Please visit the Support page for more options on and off campus.

Seeking Medical Attention

You are entitled to complete medical care regardless of whether you decide to report the sexual violence to the police, or Nipissing University. Getting medical attention will allow medical staff to determine if you require treatment for any injuries, exposure to sexually transmitted infections, as well as provide a screening for pregnancy. You may choose to attend to speak to the medical professional of your choosing, or visit the North Bay Regional Health Centre Emergency Room, your family doctor, the Campus Health Centre, or a Walk-In Clinic.

The North Bay Regional Health Centre Sexual Assault Treatment Centre Sexual can provide you with a Sexual Assault Evidence Kit, as well as treatment for injury, sexually transmitted infections, or pregnancy.

If you choose to have a Sexual Assault Evidence Kit, you will need to visit the Emergency Room. The purpose of this kit is to collect evidence of a sexual assault. You can ask to see a Sexual Assault Nurse Examiner (SANE Nurse) at your local hospital. Sexual Assault Nurse Examiners complete this kit with patients and are on call 24/7. You may choose to complete the kit and report to police, not report to police, or have the kit frozen for up to 3 months. A medical exam can be done up to 7 days following the assault, and the “Plan B” (Morning After) Pill can be taken up to two days following the assault.

» What to Expect When Reporting a Sexual Assault (can provide you with more information on how to prepare for completing the kit, and what to expect.

Following an experience of sexual violence you can: go somewhere safe, seek out support and/or  talk to someone you trust, and/or seek out medical care.
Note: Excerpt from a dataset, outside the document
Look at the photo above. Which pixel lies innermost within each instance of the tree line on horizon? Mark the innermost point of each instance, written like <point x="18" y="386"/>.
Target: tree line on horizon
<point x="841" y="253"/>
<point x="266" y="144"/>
Not all of these options may feel right to you, and you may decide that you do not want to do these things. It is normal and okay to not know what you would like to do, and to have many different feelings. Some people experience embarrassment, loneliness, anger, guilt, and/or anxiety. What happened was not your fault, and you are not responsible for someone else's actions, no matter what you were doing, wearing or where you were.

If you are unsure what to do, or need support in making that decision, you can contact the SVPEC in non emergency situations, or one of the helplines or agencies on the Support Services Page.